On Wednesday night (May 6th), I attended an alumni event held by the UMass Boston CS Department in the beautiful five year old Campus Center. It was great to see my professors and former classmates, along with talking with current students about their software engineering projects. Toward the end of the event, there was a talk given by an alumnus named Richard Anderson, the CTO of Symmetric Computing, a company that makes hardware and OS-level software for High Performance Computing (HPC). Their slogan is something along the lines of “Supercomputing for the Masses”. The speaker gave a fairly typical overview of the history of CPU performance, including references to Moore’s Law, hitting the gigahertz wall, and the emergence of multi-core chips, followed by a discussion of parallel programming. He mentioned several times that the company would be making one of their 48 core/350GB systems available to the university for academic use. It was a decent talk, if not extremely exciting. It made me think of concurrent programming, grid/cloud computing, and the cool compute appliances made by Azul Systems. Based on questions asked by myself and others, I was disappointed to discover that although the technical gap between HPC and the rest of the computing world is narrowing, most of the HPC world seems unaware of this. A lot of work has gone into making clusters of commodity hardware work together and coding for these architectures easier (think Google, Map/Reduce, etc.). It would be nice if people in HPC and distributed computing could do a better job of exchanging ideas. Even if typical clusters have to deal with latency issues and the inability to directly access large amounts of memory, that doesn’t explain why someone should code an HPC app in Fortran or C on a Symmetric box instead of in Java on a 432 core/384GB Azul box.
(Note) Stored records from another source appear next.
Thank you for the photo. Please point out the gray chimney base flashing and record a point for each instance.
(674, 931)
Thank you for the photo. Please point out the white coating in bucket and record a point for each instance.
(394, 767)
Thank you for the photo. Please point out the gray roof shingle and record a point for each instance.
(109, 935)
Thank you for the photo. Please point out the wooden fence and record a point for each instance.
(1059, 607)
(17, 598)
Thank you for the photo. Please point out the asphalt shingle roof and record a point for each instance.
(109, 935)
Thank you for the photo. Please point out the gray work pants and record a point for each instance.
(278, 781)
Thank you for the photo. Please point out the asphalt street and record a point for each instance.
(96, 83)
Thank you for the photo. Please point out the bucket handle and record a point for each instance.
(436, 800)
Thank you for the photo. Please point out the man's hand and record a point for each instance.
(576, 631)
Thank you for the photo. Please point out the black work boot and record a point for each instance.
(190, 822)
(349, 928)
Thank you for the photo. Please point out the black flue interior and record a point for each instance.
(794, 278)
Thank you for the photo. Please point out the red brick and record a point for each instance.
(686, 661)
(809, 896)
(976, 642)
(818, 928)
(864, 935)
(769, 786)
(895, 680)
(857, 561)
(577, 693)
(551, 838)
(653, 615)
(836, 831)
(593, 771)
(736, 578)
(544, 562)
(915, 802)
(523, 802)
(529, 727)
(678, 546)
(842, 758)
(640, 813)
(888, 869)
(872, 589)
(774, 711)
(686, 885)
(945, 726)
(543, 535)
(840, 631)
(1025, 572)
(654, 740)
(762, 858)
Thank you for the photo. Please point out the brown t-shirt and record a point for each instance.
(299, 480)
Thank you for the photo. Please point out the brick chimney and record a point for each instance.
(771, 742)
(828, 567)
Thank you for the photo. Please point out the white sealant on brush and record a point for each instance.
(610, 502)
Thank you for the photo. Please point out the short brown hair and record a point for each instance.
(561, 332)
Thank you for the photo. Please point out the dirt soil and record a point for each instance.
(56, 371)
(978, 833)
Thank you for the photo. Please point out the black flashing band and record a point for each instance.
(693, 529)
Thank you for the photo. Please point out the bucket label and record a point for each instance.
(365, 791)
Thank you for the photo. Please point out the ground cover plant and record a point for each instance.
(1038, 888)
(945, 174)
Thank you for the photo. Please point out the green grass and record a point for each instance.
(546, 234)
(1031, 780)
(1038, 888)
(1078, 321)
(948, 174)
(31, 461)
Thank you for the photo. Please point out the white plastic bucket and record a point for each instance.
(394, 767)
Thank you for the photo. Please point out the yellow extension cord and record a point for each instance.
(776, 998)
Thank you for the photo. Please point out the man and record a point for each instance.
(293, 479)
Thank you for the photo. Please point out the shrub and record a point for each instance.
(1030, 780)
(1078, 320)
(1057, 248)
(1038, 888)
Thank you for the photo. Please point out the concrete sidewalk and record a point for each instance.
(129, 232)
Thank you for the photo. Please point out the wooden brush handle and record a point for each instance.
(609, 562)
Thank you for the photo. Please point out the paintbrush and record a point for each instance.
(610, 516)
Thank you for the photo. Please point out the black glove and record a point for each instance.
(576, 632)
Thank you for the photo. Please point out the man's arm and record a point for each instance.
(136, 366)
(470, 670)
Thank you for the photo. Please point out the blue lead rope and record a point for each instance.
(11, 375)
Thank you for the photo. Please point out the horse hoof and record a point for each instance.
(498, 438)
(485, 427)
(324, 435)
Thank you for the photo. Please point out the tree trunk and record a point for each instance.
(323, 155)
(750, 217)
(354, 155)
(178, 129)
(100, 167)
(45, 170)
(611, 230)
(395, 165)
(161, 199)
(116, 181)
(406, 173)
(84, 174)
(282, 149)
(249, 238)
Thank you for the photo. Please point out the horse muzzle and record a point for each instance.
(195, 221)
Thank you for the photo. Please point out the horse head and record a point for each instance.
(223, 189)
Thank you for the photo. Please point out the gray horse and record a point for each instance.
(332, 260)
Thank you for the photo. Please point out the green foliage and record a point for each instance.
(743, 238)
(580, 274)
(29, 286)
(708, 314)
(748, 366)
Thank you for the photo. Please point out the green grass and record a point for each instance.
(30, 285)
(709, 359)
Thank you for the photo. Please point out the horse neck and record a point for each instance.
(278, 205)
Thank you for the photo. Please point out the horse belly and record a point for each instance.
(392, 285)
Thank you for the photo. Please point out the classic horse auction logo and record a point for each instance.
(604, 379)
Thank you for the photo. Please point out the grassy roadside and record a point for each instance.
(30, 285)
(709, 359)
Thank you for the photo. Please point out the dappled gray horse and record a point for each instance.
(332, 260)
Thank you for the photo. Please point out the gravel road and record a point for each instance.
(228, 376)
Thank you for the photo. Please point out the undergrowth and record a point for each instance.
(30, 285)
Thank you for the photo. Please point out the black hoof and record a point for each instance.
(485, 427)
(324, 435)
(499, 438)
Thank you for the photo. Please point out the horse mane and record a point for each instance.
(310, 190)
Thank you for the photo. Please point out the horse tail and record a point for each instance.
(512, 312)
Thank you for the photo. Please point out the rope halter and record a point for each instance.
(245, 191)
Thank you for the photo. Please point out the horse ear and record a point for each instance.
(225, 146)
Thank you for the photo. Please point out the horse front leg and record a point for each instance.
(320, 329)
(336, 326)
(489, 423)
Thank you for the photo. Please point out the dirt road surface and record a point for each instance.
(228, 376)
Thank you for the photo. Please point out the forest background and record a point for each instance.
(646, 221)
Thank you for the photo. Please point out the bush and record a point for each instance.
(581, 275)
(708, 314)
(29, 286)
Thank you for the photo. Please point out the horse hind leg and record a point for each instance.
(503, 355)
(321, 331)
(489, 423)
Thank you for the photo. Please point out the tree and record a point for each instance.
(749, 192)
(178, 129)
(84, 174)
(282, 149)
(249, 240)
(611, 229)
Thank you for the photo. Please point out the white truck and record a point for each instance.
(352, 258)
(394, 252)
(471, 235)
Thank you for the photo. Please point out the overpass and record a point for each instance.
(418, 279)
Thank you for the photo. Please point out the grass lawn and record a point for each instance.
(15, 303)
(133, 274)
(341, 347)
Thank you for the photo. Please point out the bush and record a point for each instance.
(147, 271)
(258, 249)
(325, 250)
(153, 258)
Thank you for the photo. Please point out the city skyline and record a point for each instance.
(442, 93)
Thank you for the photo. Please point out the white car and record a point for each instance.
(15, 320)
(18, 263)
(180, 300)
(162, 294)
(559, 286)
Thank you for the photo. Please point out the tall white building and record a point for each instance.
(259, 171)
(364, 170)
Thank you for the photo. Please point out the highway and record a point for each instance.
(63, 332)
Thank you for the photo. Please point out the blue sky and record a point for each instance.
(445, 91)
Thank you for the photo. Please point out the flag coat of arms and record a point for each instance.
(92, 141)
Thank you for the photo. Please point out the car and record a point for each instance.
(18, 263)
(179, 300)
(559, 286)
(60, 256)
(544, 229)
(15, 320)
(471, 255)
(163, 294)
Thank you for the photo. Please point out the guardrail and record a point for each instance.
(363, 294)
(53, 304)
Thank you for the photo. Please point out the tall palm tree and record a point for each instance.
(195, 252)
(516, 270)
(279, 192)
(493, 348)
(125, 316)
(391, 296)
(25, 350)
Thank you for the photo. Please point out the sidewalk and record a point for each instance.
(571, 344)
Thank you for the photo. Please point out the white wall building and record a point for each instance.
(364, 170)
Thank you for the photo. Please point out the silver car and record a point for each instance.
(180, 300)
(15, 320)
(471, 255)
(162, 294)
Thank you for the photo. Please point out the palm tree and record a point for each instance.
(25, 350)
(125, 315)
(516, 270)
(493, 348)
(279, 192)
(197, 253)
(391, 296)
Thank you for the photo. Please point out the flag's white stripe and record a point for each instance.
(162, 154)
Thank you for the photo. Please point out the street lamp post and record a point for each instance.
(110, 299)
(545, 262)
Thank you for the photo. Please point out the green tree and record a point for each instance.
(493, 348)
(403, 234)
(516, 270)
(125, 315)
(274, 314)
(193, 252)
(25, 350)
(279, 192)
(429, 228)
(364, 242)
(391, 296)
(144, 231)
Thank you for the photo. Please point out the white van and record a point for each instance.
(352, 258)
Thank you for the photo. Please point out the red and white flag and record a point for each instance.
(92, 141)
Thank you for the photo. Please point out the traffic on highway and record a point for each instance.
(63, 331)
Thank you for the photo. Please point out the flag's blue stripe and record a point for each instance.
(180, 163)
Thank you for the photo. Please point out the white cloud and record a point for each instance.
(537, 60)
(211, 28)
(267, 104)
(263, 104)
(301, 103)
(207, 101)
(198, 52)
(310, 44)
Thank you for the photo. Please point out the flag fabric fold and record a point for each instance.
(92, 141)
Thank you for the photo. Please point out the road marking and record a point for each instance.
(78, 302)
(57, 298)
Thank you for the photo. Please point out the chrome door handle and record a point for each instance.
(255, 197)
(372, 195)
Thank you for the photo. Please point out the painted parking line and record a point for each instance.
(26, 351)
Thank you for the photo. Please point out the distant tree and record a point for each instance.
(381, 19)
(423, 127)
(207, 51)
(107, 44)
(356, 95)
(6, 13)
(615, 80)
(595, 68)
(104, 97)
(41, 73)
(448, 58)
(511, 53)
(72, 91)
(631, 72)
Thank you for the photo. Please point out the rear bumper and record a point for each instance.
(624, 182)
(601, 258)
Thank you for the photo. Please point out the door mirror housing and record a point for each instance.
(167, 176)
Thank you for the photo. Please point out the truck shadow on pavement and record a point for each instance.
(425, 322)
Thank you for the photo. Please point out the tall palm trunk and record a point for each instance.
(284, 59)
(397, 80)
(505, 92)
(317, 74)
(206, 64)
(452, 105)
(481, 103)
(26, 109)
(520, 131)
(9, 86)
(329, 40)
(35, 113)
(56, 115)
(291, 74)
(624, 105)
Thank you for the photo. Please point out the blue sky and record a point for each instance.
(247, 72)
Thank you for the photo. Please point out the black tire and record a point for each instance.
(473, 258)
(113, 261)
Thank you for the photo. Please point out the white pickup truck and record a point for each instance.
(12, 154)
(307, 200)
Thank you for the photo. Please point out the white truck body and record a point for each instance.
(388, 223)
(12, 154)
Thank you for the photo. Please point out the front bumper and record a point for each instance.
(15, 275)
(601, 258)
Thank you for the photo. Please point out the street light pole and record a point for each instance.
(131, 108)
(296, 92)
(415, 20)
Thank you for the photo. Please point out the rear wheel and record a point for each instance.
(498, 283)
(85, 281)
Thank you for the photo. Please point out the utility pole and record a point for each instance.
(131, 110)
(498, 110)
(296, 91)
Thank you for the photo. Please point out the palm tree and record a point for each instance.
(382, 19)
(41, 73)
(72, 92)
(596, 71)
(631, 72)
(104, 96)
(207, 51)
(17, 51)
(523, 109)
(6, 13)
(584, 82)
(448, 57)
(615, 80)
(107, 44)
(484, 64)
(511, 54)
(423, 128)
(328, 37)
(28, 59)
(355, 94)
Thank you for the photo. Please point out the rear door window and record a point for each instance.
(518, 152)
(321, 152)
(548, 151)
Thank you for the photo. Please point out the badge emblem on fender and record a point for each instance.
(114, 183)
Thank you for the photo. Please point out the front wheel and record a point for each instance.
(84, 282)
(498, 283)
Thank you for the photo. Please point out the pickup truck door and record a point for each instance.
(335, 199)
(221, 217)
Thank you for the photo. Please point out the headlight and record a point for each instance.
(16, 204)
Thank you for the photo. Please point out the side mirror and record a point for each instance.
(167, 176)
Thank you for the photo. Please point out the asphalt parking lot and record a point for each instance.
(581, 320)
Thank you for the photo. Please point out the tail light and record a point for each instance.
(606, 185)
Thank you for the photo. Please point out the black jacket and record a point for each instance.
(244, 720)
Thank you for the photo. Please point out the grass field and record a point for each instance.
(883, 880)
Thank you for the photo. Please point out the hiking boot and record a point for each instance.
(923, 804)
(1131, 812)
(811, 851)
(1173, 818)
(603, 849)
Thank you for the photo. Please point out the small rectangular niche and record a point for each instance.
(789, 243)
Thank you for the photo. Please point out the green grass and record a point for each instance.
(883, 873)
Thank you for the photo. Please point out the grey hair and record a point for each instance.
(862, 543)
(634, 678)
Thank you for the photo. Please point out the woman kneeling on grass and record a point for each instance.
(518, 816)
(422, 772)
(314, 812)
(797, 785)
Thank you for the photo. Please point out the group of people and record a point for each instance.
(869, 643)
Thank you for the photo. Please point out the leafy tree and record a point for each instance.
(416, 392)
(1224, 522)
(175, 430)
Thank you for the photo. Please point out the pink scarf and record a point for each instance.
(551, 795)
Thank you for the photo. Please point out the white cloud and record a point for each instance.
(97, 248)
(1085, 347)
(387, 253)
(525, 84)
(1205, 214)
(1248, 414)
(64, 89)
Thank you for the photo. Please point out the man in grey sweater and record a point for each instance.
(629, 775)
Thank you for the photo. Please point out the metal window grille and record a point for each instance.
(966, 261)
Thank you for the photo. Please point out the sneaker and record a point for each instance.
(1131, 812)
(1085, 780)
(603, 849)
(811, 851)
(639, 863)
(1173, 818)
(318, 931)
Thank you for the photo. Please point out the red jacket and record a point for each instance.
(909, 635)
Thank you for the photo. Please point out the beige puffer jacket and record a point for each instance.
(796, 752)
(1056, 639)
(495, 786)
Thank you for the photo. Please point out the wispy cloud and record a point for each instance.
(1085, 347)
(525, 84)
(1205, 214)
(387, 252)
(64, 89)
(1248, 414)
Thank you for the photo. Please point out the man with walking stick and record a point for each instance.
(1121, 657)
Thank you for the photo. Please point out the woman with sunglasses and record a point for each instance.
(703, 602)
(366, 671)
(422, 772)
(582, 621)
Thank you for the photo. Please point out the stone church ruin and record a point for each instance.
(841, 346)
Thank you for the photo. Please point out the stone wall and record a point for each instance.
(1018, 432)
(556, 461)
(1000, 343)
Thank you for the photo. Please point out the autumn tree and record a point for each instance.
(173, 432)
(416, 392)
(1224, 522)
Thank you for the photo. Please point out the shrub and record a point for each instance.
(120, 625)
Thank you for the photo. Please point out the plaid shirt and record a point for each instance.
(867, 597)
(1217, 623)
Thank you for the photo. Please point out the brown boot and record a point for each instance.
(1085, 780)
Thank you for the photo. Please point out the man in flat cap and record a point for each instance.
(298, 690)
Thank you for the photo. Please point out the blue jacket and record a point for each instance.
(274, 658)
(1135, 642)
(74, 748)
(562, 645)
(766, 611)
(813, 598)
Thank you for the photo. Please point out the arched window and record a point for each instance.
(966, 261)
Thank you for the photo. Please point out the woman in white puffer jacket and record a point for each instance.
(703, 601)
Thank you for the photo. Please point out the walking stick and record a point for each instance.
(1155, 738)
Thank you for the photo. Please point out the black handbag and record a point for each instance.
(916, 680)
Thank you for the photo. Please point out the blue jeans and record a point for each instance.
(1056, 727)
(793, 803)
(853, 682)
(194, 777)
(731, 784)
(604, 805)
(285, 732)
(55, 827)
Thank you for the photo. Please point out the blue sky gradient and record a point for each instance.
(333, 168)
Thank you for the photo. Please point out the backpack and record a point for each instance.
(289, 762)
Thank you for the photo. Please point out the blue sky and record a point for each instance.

I realize that this is a bit of a rant. If any readers can provide counter-arguments or counter-examples, I’d be happy (and reassured) to read and know about them.
Update: I forgot to mention that if you’re doing academic research or teaching a class in clustering/distributed computing, you should check out the fairly new Amazon Web Services in Education program. They provide free credits to educators, researchers, and students. Pretty cool!